Singapore’s government has taken an aggressive pandemic response: It punishes those who have violated restrictions, in some cases by deporting foreign nationals and revoking work passes.
In universities, severe on-campus restrictions have led to the evictions of some students from dormitories for hosting visitors. More than 800 students signed a petition last October to lift the restrictions.
“The consequences are severe, so people are scared,” said Fok Theng Fong, a 24-year-old law student.
A different student culture
Most students in Singapore do not live on campus. And Singapore does not have fraternities and sororities.
Olyvia Lim, a senior at the Nanyang Technological University, said reports about American college students partying amid a pandemic baffled her friends.
“We all said, ‘Why would they risk themselves to do such a thing?’” Lim said. “It’s a bit hard to believe because we are of similar ages, but I think it’s culture. They are all about freedom, but when the government here says, ‘Wear a mask,’ we all do.”
Around the country
After the University of Alabama won the college football championship Monday night, thousands partied in the streets to celebrate, in a potential super-spreader event.
Appalachian State University and the University of North Carolina-Charlotte joined a growing list of schools delaying the start of in-person learning. And a community college in California, Chaffey College, canceled in-person classes for the spring term.
Many colleges in Rhode Island plan to open soon, despite rising cases.
Art amid chaos: Three students at Dartmouth College shared their artistic creations with Emma Ginsberg, a reporter for the student paper.
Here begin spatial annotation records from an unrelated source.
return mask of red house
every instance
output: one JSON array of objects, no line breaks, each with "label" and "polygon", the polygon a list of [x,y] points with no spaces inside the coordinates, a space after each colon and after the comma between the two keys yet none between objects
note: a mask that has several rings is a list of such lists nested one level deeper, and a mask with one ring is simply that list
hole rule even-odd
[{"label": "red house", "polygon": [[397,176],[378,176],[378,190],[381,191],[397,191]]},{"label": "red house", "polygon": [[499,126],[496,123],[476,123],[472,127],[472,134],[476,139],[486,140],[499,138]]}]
Jazz, baking and acting still thrive.
A good read: Our colleague Billy Witz took a hard look at the often absurd inequalities of college sports. “It is difficult to untangle the hypocrisy from the heartwarming in the mega-business of college sports, where the coronavirus pandemic has exacerbated the inherent conflicts wrought by a financial model that reaps billions on the backs of unpaid players.”
About 250 public schools in New York City are offering full-time, five-days-a-week instruction to all of their students, according to Mayor Bill de Blasio.
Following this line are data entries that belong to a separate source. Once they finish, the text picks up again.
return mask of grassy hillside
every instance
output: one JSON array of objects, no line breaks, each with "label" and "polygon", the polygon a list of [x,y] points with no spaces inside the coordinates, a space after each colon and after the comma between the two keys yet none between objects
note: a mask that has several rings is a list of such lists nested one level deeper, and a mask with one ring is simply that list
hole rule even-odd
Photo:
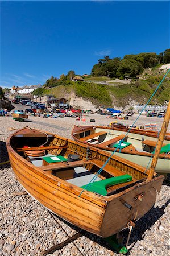
[{"label": "grassy hillside", "polygon": [[[146,69],[143,79],[133,80],[130,84],[117,86],[85,82],[69,82],[69,84],[44,89],[43,94],[53,94],[57,98],[65,97],[71,98],[71,93],[78,97],[89,100],[96,105],[126,107],[132,100],[136,104],[147,102],[164,75],[158,68]],[[106,77],[96,77],[96,82],[106,81]],[[89,79],[91,79],[89,78]],[[151,101],[151,104],[164,104],[169,100],[170,75],[168,75],[161,87]]]}]

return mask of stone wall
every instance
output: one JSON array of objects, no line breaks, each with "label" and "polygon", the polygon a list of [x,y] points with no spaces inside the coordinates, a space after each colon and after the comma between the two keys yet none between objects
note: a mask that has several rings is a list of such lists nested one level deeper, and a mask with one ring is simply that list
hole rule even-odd
[{"label": "stone wall", "polygon": [[14,107],[11,105],[11,101],[0,100],[0,109],[7,109],[8,111],[11,111],[14,109]]}]

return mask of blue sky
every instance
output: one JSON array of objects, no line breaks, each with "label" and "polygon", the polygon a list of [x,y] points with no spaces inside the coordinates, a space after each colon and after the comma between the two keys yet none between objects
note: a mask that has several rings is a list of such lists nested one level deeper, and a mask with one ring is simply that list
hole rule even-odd
[{"label": "blue sky", "polygon": [[105,55],[169,48],[169,1],[1,1],[0,86],[90,73]]}]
After delays, Utah started vaccinating teachers on Tuesday.
Arkansas will expand its vaccine distribution to teachers and workers in child care and higher education.
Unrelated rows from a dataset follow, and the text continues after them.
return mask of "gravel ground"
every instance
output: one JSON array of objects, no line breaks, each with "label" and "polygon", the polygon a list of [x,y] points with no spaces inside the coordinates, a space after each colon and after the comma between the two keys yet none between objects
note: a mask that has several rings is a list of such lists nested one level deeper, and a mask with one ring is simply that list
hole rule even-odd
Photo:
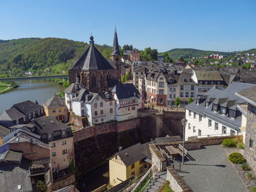
[{"label": "gravel ground", "polygon": [[[237,171],[237,172],[240,175],[241,180],[243,180],[244,183],[245,184],[247,190],[249,191],[251,191],[251,188],[252,186],[256,187],[256,174],[255,174],[255,173],[254,173],[252,171],[244,171],[241,168],[241,164],[234,164],[233,165],[236,168],[236,170]],[[254,177],[255,177],[255,180],[250,180],[247,177],[247,174],[249,172],[252,173],[252,175]]]}]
Boston plans to bring more public school students back for in-person learning starting in February. Last week, Gov. Charlie Baker unveiled plans to begin pool testing for students and staff across Massachusetts.
An opinion from Chicago: Stacy Moore, the executive director of Educators for Excellence-Chicago, did not mince words. “If the leaders of our school district and teachers’ union continue on this path, no one wins,” wrote Moore, a former teacher. “It is time for both sides to act like adults and come to the table to compromise.”
A worthy watch: A public school educator in Baltimore posted a powerful video with testimonials from students. “It’s so hard to stay engaged with your computer,” one student said. “It’s like a curse.” Alec MacGillis, a reporter at ProPublica, wrote on Twitter that it was “the first collection of first-hand student testimonials that I’ve seen from anywhere in the country.”
Tip: Covid tests for kids
Our colleague Christina Caron wrote a handy explainer for everything you need to know about Covid tests for kids. She spoke with five doctors and two of the largest urgent care providers in the United States to parse questions: Are there less invasive tests? If so, where? Are they accurate? And how should parents prepare a squeamish young child for the swab?
There’s a ton of information in the piece. But in general, to calm nerves, Christina recommends going to a pediatrician. “Doctors and nurses who test children regularly will most likely know what to do if your child is nervous or scared,” she wrote.